Working for the Coast encourages communities to clean up beaches
THE Department of Environmental Affairs (DEA) launched another exciting new cycle of the Working for the Coast (Wftc) programme last year, during the World Oceans Day celebrations in Durban.
The Wftc programme is one of DEA’s Expanded Public Works Projects (EPWP) implemented in order to clean and rehabilitate the coastline, whilst creating jobs and skills development in coastal communities.
The launch introduced a new Working for the Coast project cycle, which will run for two years, covering the entire South African coastline from Alexander Bay to Kosi Bay. These projects will generate approximately 2 407 work opportunities.
The Department also hosted an eventful beach clean-up campaign to celebrate World Oceans Day led by the Director-General of DEA Nosipho Ngcaba, DEA officials, community members, schools from surrounding areas, and beneficiaries of the Department’s Working for Water and Working for the Coast Programmes.
During her keynote address, Ngcaba announced that the total mass of waste collected on the day was 729.5 kilograms and that the most common litter found was plastic bottle caps, metal bottle caps, polystyrene pieces and cigarette butts.
She encouraged community members to keep their beaches clean in order to combat the challenge of marine litter that is currently facing the country.
“South Africa is not immune to the problem as the presence of litter, particularly plastic items is a common sight along our recreational beaches and estuaries – especially in urban areas.
“The Ellen MacArthur Foundation has said that by 2050 there will be more plastic than fish in the world’s oceans.
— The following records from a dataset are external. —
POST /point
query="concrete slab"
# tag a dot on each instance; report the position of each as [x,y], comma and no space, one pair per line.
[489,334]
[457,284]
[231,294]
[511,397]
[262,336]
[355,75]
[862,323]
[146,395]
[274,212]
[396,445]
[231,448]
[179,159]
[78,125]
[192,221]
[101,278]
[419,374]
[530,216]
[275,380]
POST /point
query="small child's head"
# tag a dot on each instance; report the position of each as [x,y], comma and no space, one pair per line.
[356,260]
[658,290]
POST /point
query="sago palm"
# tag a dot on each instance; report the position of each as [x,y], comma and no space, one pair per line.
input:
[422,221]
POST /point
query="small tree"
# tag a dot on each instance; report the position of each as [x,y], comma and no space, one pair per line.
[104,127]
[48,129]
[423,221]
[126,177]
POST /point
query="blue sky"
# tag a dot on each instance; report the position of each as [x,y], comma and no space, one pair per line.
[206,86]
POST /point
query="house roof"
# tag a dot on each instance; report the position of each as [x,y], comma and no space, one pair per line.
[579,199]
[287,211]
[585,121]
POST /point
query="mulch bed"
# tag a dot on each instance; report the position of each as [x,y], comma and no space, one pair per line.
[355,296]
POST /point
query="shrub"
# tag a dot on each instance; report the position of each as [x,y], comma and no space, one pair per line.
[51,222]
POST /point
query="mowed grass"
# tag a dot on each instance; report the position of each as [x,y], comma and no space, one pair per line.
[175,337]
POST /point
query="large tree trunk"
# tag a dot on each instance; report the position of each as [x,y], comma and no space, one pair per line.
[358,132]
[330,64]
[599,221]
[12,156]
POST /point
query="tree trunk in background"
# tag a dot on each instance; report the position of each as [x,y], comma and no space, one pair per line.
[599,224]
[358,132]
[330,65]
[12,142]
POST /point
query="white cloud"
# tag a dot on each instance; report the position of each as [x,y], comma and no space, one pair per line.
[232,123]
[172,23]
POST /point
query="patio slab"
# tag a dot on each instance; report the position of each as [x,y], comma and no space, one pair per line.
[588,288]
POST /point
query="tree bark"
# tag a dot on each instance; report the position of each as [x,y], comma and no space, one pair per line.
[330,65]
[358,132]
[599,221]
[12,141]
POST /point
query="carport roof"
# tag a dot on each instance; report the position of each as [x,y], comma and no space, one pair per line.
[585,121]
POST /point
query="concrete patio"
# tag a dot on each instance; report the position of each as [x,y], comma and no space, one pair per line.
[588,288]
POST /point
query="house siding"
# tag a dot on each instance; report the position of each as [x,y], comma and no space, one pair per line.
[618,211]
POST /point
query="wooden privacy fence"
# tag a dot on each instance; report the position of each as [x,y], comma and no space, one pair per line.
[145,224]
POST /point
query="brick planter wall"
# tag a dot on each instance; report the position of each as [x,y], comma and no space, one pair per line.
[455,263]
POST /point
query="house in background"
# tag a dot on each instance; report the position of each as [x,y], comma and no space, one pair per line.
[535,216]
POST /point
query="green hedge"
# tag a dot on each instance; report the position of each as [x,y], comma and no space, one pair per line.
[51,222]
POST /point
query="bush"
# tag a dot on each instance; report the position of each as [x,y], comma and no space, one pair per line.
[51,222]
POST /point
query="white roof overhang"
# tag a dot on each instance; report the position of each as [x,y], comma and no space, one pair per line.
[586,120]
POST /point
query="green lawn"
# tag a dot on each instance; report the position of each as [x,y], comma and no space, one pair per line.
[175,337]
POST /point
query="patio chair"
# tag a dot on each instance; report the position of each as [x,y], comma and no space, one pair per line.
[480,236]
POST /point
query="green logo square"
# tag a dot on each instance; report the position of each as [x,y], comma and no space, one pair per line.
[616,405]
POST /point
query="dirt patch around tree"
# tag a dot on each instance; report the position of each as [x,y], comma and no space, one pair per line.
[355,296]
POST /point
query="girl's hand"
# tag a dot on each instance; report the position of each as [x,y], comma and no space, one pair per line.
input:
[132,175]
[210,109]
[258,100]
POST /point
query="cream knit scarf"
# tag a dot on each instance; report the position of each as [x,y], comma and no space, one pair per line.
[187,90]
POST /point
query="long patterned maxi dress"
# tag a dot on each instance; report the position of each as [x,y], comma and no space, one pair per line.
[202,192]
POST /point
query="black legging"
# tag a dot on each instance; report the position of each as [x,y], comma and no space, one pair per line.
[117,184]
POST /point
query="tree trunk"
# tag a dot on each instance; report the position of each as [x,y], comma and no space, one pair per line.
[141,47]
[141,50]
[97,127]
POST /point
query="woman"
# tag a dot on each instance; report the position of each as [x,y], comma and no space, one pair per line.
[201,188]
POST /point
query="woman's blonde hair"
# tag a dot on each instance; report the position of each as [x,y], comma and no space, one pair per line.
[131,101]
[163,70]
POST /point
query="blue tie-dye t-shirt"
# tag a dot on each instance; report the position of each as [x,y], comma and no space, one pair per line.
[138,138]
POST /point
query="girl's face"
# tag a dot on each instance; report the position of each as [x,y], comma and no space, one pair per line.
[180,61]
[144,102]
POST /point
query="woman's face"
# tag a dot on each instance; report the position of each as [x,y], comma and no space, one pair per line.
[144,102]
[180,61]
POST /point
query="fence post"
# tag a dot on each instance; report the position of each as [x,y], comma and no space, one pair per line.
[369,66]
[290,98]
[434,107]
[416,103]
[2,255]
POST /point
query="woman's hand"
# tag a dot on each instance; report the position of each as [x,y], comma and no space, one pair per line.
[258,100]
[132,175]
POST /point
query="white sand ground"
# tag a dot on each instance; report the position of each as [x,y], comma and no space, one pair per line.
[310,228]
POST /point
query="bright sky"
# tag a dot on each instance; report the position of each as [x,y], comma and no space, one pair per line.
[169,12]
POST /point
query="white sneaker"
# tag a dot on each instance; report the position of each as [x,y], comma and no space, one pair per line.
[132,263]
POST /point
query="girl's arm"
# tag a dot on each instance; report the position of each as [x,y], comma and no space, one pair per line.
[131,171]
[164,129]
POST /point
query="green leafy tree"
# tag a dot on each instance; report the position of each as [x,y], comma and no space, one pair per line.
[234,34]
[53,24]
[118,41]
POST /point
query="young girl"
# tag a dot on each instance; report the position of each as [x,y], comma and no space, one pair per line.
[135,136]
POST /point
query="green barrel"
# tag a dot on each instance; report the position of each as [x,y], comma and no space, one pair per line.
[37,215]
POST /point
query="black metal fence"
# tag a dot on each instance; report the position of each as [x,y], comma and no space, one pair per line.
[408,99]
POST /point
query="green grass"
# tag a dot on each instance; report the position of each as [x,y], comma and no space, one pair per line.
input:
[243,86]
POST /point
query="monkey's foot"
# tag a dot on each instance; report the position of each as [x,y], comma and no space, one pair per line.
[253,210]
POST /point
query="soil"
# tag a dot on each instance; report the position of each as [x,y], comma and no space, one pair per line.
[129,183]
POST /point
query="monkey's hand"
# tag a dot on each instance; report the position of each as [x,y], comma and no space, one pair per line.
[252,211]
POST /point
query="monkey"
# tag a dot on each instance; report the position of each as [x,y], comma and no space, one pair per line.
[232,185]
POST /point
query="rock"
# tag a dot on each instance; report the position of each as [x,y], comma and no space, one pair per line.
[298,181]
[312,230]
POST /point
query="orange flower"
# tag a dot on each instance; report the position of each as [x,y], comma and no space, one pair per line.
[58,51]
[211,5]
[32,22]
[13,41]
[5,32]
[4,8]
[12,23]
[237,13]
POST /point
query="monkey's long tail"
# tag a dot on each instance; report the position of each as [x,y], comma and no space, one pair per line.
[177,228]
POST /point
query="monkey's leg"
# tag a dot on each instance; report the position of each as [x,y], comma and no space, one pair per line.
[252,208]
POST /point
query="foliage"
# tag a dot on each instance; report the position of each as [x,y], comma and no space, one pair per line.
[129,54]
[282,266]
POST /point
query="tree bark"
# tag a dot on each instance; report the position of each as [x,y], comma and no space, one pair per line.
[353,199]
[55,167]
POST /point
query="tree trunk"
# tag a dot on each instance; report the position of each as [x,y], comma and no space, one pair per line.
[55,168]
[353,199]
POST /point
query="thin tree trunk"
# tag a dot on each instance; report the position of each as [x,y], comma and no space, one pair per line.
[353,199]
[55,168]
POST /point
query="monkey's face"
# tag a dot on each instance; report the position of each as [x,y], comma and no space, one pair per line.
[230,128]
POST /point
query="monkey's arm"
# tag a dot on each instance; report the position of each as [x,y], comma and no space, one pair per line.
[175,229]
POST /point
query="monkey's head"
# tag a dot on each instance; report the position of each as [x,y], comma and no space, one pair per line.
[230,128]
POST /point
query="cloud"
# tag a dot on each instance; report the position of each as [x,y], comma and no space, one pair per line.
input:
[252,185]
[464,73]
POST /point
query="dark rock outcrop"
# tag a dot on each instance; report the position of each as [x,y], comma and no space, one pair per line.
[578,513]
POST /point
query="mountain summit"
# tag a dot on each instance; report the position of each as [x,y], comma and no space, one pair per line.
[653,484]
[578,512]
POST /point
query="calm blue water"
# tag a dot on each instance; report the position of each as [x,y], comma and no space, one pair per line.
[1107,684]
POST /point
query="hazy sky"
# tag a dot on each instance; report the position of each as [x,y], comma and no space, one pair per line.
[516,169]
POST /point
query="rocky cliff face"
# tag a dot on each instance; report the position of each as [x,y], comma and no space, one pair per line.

“Therefore celebrations such as World Oceans Day should be used to raise more awareness about the problem of plastic litter and to encourage the public to make a practical contribution by participating in clean-up campaigns,” she concluded.
Deputy Minister of Environmental Affairs Barbara Thomson and the Director General of Environmental Affairs Nosipho Ngcaba join the community for a clean-up campaign.